It is very pleasing to read in this Jerusalem Post article Boycotting the Boycotters that the Cape Town Opera Company is performing in Israel despite pressure from Archbishop Desmond Tutu and others.
According to the Jerusalem Post article, The managing director, Michael Williams stated
I’m against arts and academic boycotts.” “It did not help the artists fraternity in South Africa when the boycott took place. We became voiceless. It set us back 10 years. [The arts] is not the place to be boycotting. That is the place to be supporting, to be interacting, strongly. The place to express oneself.

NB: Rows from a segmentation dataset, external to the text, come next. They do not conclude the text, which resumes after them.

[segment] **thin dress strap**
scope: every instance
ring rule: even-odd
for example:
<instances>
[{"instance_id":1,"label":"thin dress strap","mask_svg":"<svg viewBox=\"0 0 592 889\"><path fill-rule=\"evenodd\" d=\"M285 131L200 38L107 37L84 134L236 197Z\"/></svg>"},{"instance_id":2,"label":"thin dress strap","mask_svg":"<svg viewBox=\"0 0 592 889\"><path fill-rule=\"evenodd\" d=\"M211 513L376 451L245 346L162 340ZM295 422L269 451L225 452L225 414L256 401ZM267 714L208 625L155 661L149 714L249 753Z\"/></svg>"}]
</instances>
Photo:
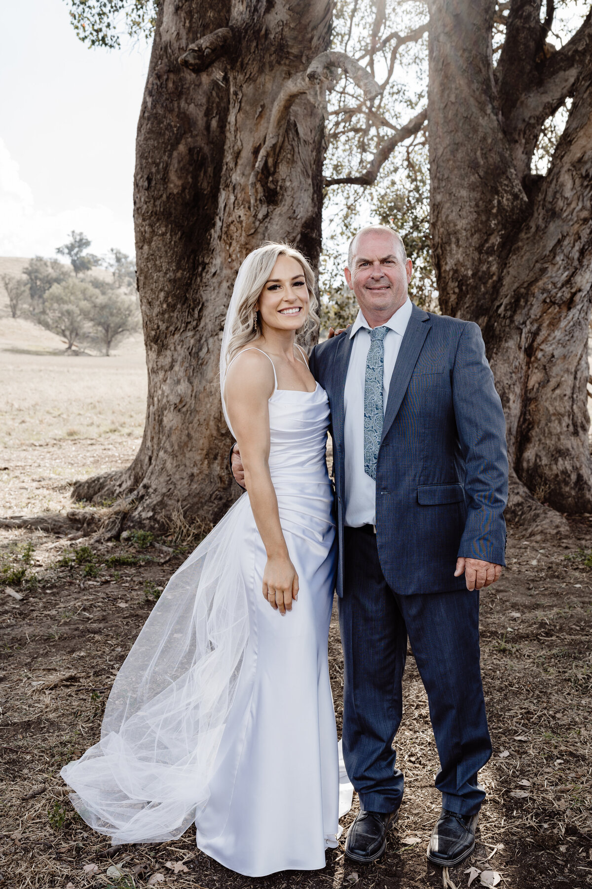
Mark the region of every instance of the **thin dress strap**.
<instances>
[{"instance_id":1,"label":"thin dress strap","mask_svg":"<svg viewBox=\"0 0 592 889\"><path fill-rule=\"evenodd\" d=\"M306 355L306 352L305 352L305 351L304 351L304 348L302 348L302 346L299 346L299 345L298 345L298 343L297 343L297 342L295 342L295 343L294 343L294 345L296 346L296 348L297 349L299 349L299 350L300 350L300 353L301 353L301 354L302 354L302 355L303 355L303 356L304 356L304 364L306 364L306 366L308 367L308 356L307 356L307 355Z\"/></svg>"},{"instance_id":2,"label":"thin dress strap","mask_svg":"<svg viewBox=\"0 0 592 889\"><path fill-rule=\"evenodd\" d=\"M226 373L228 373L228 371L230 369L230 365L233 364L233 361L235 361L240 355L243 354L243 352L261 352L262 355L264 355L266 358L269 358L269 360L272 361L272 359L267 355L267 352L264 352L264 350L262 348L257 348L257 346L249 346L249 348L243 348L241 352L238 352L234 356L234 357L232 359L232 361L228 362L228 367L226 367ZM273 389L273 391L275 392L277 390L277 388L278 388L278 377L277 377L277 374L275 372L275 364L273 364L272 361L272 367L273 368L273 379L275 380L275 388Z\"/></svg>"}]
</instances>

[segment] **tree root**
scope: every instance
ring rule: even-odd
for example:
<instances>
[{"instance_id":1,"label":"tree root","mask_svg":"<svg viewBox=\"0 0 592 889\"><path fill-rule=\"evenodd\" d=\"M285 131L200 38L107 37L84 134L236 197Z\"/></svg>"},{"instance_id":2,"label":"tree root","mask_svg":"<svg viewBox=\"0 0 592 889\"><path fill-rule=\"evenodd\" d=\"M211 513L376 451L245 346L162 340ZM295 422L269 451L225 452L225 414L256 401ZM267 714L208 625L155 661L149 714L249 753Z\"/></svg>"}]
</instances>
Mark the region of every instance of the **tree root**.
<instances>
[{"instance_id":1,"label":"tree root","mask_svg":"<svg viewBox=\"0 0 592 889\"><path fill-rule=\"evenodd\" d=\"M556 541L557 537L568 540L572 536L570 526L561 513L535 500L512 469L505 517L532 540L544 541L551 537Z\"/></svg>"},{"instance_id":2,"label":"tree root","mask_svg":"<svg viewBox=\"0 0 592 889\"><path fill-rule=\"evenodd\" d=\"M89 537L99 530L101 515L84 509L71 509L62 513L48 513L45 516L14 516L12 518L0 518L0 528L29 528L32 531L44 531L59 537L72 533L81 537Z\"/></svg>"}]
</instances>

I believe in doing something positive, in positive actions. Not coming is negative. Nothing would have come of not coming. Our being here will create all kinds of other reactions.”
The article conrtinued “In a statement to the press, Hana Munitz, director of the Israeli Opera, said that both the Israeli Opera and the Cape Town Opera are apolitical organizations. “The agenda is culture and art,” she said. “Both houses relate to culture as a bridge.”

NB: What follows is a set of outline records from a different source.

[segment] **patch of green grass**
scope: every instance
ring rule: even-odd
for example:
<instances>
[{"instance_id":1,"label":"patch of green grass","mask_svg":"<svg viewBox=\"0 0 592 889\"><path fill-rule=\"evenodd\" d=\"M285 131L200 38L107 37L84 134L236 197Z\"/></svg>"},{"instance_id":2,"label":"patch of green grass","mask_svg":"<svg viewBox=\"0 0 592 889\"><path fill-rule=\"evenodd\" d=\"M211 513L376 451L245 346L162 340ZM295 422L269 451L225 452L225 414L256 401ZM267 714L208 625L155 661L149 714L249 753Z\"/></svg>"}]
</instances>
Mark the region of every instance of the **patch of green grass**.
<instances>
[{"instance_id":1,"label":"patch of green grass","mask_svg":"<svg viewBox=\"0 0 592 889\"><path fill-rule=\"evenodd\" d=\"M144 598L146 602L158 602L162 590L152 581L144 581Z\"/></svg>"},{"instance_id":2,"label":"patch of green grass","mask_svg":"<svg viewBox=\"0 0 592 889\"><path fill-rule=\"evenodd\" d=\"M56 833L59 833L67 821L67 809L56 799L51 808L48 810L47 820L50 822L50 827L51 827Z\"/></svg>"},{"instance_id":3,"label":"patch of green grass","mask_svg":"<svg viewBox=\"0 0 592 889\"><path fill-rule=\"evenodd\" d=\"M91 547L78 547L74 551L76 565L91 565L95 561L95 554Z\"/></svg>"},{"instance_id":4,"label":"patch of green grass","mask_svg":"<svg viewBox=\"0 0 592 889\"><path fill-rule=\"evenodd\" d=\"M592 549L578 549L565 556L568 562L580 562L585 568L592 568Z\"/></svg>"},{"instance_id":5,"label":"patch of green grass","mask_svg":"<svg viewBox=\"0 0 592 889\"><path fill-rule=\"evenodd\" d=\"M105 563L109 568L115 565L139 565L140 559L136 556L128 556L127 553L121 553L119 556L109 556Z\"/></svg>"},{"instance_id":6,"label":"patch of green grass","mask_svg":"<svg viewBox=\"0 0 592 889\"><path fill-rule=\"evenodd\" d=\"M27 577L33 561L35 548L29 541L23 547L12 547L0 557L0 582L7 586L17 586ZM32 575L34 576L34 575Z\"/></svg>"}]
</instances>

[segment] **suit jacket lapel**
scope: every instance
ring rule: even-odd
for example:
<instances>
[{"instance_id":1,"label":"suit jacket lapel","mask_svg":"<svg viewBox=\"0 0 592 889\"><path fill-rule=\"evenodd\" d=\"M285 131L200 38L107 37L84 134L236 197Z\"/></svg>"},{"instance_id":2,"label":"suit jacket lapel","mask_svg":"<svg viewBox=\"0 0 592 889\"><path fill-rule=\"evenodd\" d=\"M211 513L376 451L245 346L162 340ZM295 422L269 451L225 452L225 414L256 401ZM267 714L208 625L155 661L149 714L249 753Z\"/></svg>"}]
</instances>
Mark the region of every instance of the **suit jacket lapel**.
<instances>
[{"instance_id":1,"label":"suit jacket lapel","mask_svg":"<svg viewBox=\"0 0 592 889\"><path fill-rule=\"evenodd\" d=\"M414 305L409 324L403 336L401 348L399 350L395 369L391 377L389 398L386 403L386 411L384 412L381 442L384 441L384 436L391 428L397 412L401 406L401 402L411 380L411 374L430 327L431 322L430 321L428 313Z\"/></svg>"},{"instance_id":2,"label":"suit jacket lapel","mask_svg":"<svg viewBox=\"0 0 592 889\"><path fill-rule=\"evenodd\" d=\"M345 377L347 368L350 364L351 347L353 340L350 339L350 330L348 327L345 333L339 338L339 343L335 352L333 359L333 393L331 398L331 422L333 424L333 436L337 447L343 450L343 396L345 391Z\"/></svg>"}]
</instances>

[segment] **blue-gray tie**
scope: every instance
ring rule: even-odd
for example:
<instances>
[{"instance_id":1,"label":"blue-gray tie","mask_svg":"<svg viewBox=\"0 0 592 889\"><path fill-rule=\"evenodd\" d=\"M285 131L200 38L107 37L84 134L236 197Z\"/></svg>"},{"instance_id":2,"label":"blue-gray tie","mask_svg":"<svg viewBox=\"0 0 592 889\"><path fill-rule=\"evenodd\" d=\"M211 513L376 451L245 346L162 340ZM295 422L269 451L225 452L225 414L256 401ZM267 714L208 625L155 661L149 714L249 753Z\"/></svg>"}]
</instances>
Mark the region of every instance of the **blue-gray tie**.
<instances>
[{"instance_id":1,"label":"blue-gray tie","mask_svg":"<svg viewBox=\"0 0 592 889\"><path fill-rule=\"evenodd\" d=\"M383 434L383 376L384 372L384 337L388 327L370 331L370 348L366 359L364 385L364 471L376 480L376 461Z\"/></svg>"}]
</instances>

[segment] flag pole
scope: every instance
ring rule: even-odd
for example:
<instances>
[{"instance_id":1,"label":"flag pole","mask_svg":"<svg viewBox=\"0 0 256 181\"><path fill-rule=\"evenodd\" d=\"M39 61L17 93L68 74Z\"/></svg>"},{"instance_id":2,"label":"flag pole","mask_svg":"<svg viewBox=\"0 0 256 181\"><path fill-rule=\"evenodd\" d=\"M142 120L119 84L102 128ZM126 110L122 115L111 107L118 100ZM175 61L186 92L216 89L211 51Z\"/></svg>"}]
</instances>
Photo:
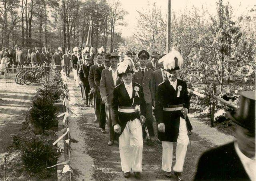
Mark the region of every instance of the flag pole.
<instances>
[{"instance_id":1,"label":"flag pole","mask_svg":"<svg viewBox=\"0 0 256 181\"><path fill-rule=\"evenodd\" d=\"M168 1L168 10L166 24L166 54L169 53L171 45L171 0Z\"/></svg>"}]
</instances>

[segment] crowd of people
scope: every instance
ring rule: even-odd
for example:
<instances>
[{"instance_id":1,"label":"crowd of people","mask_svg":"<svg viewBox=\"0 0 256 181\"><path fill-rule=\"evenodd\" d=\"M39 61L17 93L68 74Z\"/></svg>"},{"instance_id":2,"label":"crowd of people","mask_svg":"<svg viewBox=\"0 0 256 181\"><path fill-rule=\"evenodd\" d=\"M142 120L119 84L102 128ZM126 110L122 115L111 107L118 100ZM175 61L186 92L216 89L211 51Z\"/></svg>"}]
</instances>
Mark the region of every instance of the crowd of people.
<instances>
[{"instance_id":1,"label":"crowd of people","mask_svg":"<svg viewBox=\"0 0 256 181\"><path fill-rule=\"evenodd\" d=\"M99 123L102 133L106 133L107 122L108 145L118 142L124 177L129 178L132 171L140 178L144 143L151 147L158 143L162 147L164 175L172 177L173 170L176 178L182 180L192 127L187 115L187 84L179 78L181 55L174 49L166 55L156 52L150 55L142 50L137 56L128 51L123 59L116 52L104 53L104 49L95 55L88 48L72 50L66 50L63 55L60 47L54 54L50 49L37 48L24 56L20 47L14 52L4 47L0 68L3 69L3 64L8 67L48 63L58 66L68 77L72 70L85 106L94 107L94 121ZM238 111L229 115L235 123L236 140L204 153L195 180L255 180L255 91L243 92L240 99ZM173 142L177 145L172 167Z\"/></svg>"},{"instance_id":2,"label":"crowd of people","mask_svg":"<svg viewBox=\"0 0 256 181\"><path fill-rule=\"evenodd\" d=\"M88 100L93 97L94 121L98 122L102 133L106 133L107 122L108 145L118 142L124 177L129 178L132 171L136 178L141 178L143 143L154 147L158 142L162 147L162 169L164 175L172 177L173 170L176 179L182 180L189 136L192 129L187 116L190 103L187 84L179 78L182 57L174 50L166 55L154 52L150 55L145 50L140 52L137 57L129 51L126 54L123 60L117 52L98 53L94 65L90 64L90 56L84 57L80 62L78 61L77 78L81 86L82 99L86 106L91 106L88 104ZM241 109L230 116L236 123L234 130L237 139L205 153L199 161L195 180L255 179L255 91L244 92L241 97L247 101L242 101ZM243 108L244 106L247 109ZM157 133L154 131L153 113ZM173 142L177 144L176 161L172 167ZM212 153L214 154L211 157ZM230 154L228 157L227 153ZM225 163L228 159L232 160L222 164L218 161L220 153ZM232 157L236 154L238 156L234 159ZM242 157L251 161L250 166L244 167L245 170L241 169L244 163ZM208 164L208 160L212 163ZM234 168L239 160L242 162L237 165L239 168ZM214 169L212 165L219 167Z\"/></svg>"}]
</instances>

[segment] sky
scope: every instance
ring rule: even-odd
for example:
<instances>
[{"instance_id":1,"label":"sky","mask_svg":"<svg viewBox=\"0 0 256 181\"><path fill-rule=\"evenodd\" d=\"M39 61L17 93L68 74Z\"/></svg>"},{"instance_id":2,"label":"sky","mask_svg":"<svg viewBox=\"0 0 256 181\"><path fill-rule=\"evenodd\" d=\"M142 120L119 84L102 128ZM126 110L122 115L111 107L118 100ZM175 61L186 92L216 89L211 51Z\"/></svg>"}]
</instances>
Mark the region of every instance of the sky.
<instances>
[{"instance_id":1,"label":"sky","mask_svg":"<svg viewBox=\"0 0 256 181\"><path fill-rule=\"evenodd\" d=\"M118 30L125 37L131 36L137 22L138 17L136 10L141 10L144 8L147 7L148 2L151 4L156 2L157 6L160 7L162 14L165 16L167 12L168 0L120 0L124 9L128 13L125 18L125 21L128 24L126 27L118 27ZM244 12L246 8L252 7L256 4L256 1L252 0L223 0L224 4L228 2L233 7L235 16L239 16ZM200 8L204 5L210 14L216 14L216 2L218 0L171 0L171 11L179 12L182 11L186 6L188 9L193 6Z\"/></svg>"}]
</instances>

During his time in Israel, Williams plans to make use of this “bridge” to reach out to opera lovers and musicians throughout the region. “I made commitments to pro Palestinian organizations in my country that we would be entering into dialogue. I have made contact with the Barenboim- Said Foundation (the organization responsible for the Musical Education in Palestine project). I have written letters to the Palestinian Circle School. We are bringing them in to see performances. We are trying to get people from Nazareth and Ramallah to come see the show. Hana Munitz has said that we would encourage dialogue and she is putting her money where her mouth is,” he explained.
While Williams received criticism from people like Tutu, he stated that “A lot of people thanked us for taking a principled stand on this issue.”
Further comment here.
As an aside, the origin of the word “boycott” is interesting – Captain Charles Boycott was subject to ostracism in Ireland in 1880. A few years on, some highlights of Geoffrey Boycott here and as Boycott said “To stay in you’ve got to not get out”
And from a visit by Nelson Mandela to Israel in 1999 – when he said “I cannot conceive of Israel withdrawing if Arab states do not recognize Israel within secure borders,” after meeting with Israeli Foreign Minister David Levy.